Les brefs des papes sont des lettres moins solennelles que les bulles, par lesquelles ils accordent les grâces ordinaires et peu importantes ; telles que les dispenses des interstices pour les ordres sacrés, etc. Voyez BREF.

Pouvoir du pape. Le pape a incontestablement le droit de décider sur les questions de foi : les decrets qu'il fait sur ce sujet regardent toutes les églises ; mais comme ce n'est point au pape, mais au corps des pasteurs que J. C. a promis l'infaillibilité, ils ne font règles de foi que quand ils sont confirmés par le consentement de l'Eglise. Telle est la teneur de la iv. proposition du clergé, en 1682.

En qualité de chef de l'Eglise le pape préside aux conciles écuméniques, et il est seul en possession de les convoquer, depuis la division de l'empire romain entre différents souverains.

Le pape est soumis aux décisions du concîle écuménique, non seulement pour ce qui regarde la foi, mais encore pour tout ce qui regarde le schisme et la réformation générale de l'Eglise. C'est encore un des quatre articles de 1682 : ce qui est conforme aux conciles de Constance et de Basle.

Le pouvoir des papes n'a pas toujours été aussi étendu qu'il l'est présentement.

Les papes doivent à la piété de nos rois de la seconde race les grands domaines qu'ils tiennent en toute souveraineté, ce qui doit les engager à donner de leur part à nos rais, des marques de reconnaissance, et à avoir des considérations particulières pour l'église gallicane.

Les papes n'avaient au commencement aucun droit sur la disposition des bénéfices, autres que ceux de leur diocèse. Ce ne fut que depuis le XIIe siècle qu'ils commencèrent à se réserver la collation de certains bénéfices. D'abord, ils priaient les ordinaires par leurs lettres monitoires de ne pas conférer ces bénéfices ; plus souvent ils recommandaient de les conférer à certaines personnes. Ils envoyèrent ensuite des lettres préceptoriales pour obliger les ordinaires, sous quelque peine, à obéir ; et comme cela ne suffisait pas encore pour annuler la collation des ordinaires, ils renvoyaient des lettres exécutoires pour punir la contumace de l'ordinaire, et annuller sa collation. Les lettres compulsoires étaient à même fin.
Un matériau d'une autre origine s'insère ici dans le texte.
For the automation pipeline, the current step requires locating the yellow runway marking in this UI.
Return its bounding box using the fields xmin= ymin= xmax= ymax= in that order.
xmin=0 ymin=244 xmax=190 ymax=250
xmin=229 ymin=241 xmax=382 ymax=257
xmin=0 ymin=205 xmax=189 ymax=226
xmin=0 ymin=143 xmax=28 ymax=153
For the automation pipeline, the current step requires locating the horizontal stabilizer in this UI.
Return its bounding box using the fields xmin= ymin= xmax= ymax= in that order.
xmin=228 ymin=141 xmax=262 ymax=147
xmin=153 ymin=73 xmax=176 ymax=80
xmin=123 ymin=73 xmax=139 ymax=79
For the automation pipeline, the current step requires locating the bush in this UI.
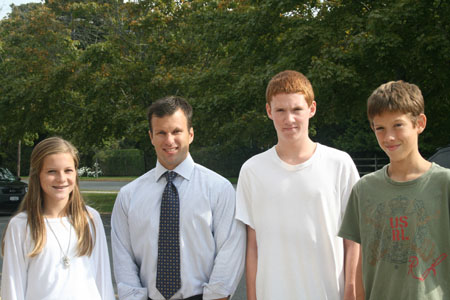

L'usage a enfin prévalu, et en vertu de cet usage qui est aujourd'hui fort ancien, le pape jouit de plusieurs prérogatives pour la disposition des bénéfices : c'est ainsi qu'il confère les bénéfices vacans en cour de Rome ; qu'il admet les résignations en faveur ; qu'il prévient les collateurs ordinaires ; qu'il confère pendant 8 mois dans les pays d'obédience, suivant la règle des mois établie dans la chancellerie romaine ; qu'il admet seul les réserves des pensions sur les bénéfices.

Les fausses décrétales, composées par Isidore de Séville, contribuèrent aussi beaucoup à augmenter le pouvoir du pape sur le spirituel.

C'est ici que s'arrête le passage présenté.